Un modo di essere che lo ha reso vincente e che gli ha permesso di non finire travolto dalla popolarità di Valentino Rossi, come era successo fino ad allora a tutti gli avversari del 46. Ma che umanamente gli ha lasciato qualche ferita che brucia ancora. “Quando abbassavo la visiera pensavo solo a vincere – ha spiegato – Perché se avessi pensato che ero l’avversario di Rossi, con tutta l’attenzione che aveva, sarei finito con il perdere l’autostima visto che rispetto a Valentino io e tutti gli altri eravamo nessuno. Tra i miei ricordi più forti c’è quello che è successo a Valencia nel 2015: arrivai al parco chiuso da campione del mondo, ero felicissimo, ma appena tolto il casco mi sono accorto che la gente fischiava me e Marc Marquez. Eravamo in Spagna e gli spagnoli, o almeno molti di quelli che erano lì, fischiavano Marc Marquez e il pilota che aveva appena vinto il titolo mondiale. C’era il giallo ovunque a Valencia quel giorno. Ricordo che dopo il podio e i festeggiamenti ufficiali ero nel mio motorhome con la musica e con tutti i miei amici: quelli dovevano essere i momenti più belli della mia vita. Ma c'era un gruppo di 20, 30 persone che insultava mia madre, la mia migliore amica e mi gridava di aver rubato la Coppa del Mondo. Erano spagnoli. È come se i giocatori del Real andassero al Bernabeu e gli fischiassero contro".

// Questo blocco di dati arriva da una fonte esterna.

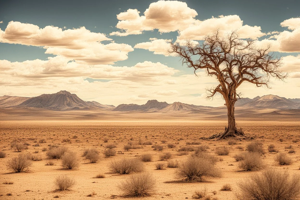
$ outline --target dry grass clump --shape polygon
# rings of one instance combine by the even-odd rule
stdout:
[[[27,145],[17,142],[16,141],[14,141],[10,143],[10,147],[18,152],[20,152],[22,150],[28,149],[28,147]]]
[[[227,142],[228,144],[230,145],[236,145],[238,144],[236,140],[234,139],[230,139]]]
[[[175,148],[176,147],[176,145],[173,144],[168,144],[168,148]]]
[[[140,158],[142,161],[144,162],[151,162],[152,161],[153,156],[150,154],[146,154],[141,156]]]
[[[260,155],[265,154],[262,148],[262,143],[260,142],[254,142],[247,146],[247,150],[249,152],[257,153]]]
[[[103,174],[99,174],[94,177],[95,178],[105,178],[105,175]]]
[[[9,160],[6,163],[8,169],[11,170],[16,173],[25,172],[29,171],[32,162],[26,155],[21,154],[18,157]]]
[[[3,184],[8,184],[10,185],[11,184],[13,184],[14,182],[10,181],[6,181],[3,182]]]
[[[205,200],[210,200],[211,197],[208,195],[206,191],[206,188],[203,190],[196,190],[192,196],[192,198],[195,199],[202,199]]]
[[[243,200],[296,200],[300,197],[300,177],[287,171],[269,169],[238,184],[236,195]]]
[[[156,181],[152,175],[144,172],[131,175],[118,187],[124,196],[146,196],[151,195],[154,191]]]
[[[112,161],[109,166],[111,172],[121,174],[127,174],[133,172],[140,172],[144,170],[143,163],[137,159],[123,159]]]
[[[116,145],[113,144],[110,144],[106,145],[106,148],[108,149],[112,149],[116,147]]]
[[[215,151],[219,156],[227,156],[229,154],[229,148],[225,146],[216,148]]]
[[[193,141],[192,142],[188,142],[185,143],[188,145],[201,145],[201,142],[200,141]]]
[[[194,151],[195,148],[190,146],[182,147],[178,149],[178,151]]]
[[[245,153],[244,159],[240,161],[238,167],[244,171],[258,171],[265,166],[258,153]]]
[[[49,159],[59,159],[68,150],[68,148],[64,146],[51,146],[46,153],[46,155]]]
[[[218,162],[219,159],[214,155],[212,155],[207,152],[202,151],[198,153],[197,154],[195,154],[194,156],[198,158],[200,158],[203,160],[208,161],[213,165],[216,164]]]
[[[241,161],[245,158],[245,153],[236,154],[233,156],[233,157],[236,161]]]
[[[178,161],[177,160],[170,160],[168,161],[167,166],[170,168],[176,168],[178,167]]]
[[[178,179],[186,181],[203,181],[206,177],[220,177],[220,171],[209,160],[192,157],[180,165],[176,175]]]
[[[164,149],[164,147],[160,145],[154,145],[152,146],[152,148],[153,148],[153,150],[157,150],[159,151],[162,151]]]
[[[54,162],[52,160],[50,160],[48,162],[47,162],[45,165],[54,165]]]
[[[221,191],[231,191],[232,189],[230,184],[226,184],[223,185],[220,190]]]
[[[200,145],[197,148],[195,151],[195,154],[197,154],[201,152],[207,151],[208,148],[209,147],[207,145]]]
[[[113,149],[107,149],[103,152],[103,154],[105,156],[105,157],[114,156],[116,153],[117,151]]]
[[[67,169],[72,169],[78,167],[79,163],[76,153],[74,152],[67,152],[62,157],[62,166]]]
[[[167,160],[172,157],[172,154],[167,152],[164,153],[159,156],[159,159],[160,160]]]
[[[59,176],[54,181],[54,185],[58,190],[63,191],[68,190],[75,185],[76,182],[74,179],[66,175]]]
[[[290,165],[293,163],[292,158],[285,153],[280,153],[276,155],[274,158],[275,161],[280,165]]]
[[[279,151],[275,148],[275,146],[274,145],[269,145],[269,146],[268,147],[268,151],[269,151],[269,152],[276,152],[276,153],[278,153]]]
[[[6,154],[4,151],[0,151],[0,158],[5,158],[6,157]]]
[[[166,164],[162,163],[158,163],[155,165],[155,166],[156,168],[156,169],[165,169]]]

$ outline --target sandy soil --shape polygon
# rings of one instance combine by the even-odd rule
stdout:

Valentino Rossi e Jorge Lorenzo dopo il podio del 2015

Esco poco, ma quando esco è per divertirmi sul serio...

Un ricordo che lascia ancora molta amarezza nel cinque volte campione del mondo. Ma che comunque fa parte di una carriera che è stata pazzesca e del bagaglio personale di un uomo che allo sport ha sacrificato tanto, ma raccogliendo anche altrettanto. “In Indonesia, ad esempio, sono più famoso che in Spagna o in Italia – ha raccontato ancora – Negli anni d’oro Valentino e io lì eravamo idoli seguiti da centinaia di migliaia di persone. Avere tanti tifosi è bello, ma la verità è che c’è anche tanta gente codarda che da una parte ti osanna e poi, appena ti giri dall’altra parte, dice cose di ogni tipo. Io questo non lo sopportavo e non facevo buon viso a cattivo gioco. Ma non è stato facile”. Non lo è stato al punto di arrivare a stancarsi presto delle corse e del motomondiale, con la così detta sindrome da appagamento che ha cominciato a farsi sentire soprattutto quando il grande spavento di Assen ha lasciato il segno. Con la decisione, a quel punto di dire basta e godersi finalmente la vita. Anche esagerando, qualche volta, con i drink, ma senza andare mai troppo oltre il limite. “Esco poco, ma quando esco non mi faccio mancare niente – ha confidato Lorenzo, accennando un sorriso malizioso - Controllo la quantità di alcool, perché l'alcol può darti un po' di felicità, ma se bevi troppo spesso anche quell’effetto svanirà, quindi devi controllarlo. Anche l'alcol è una droga. Ma ehi, è permesso e cerco di non abusarne, ma quando esco a far festa bere regala una certa gioia”.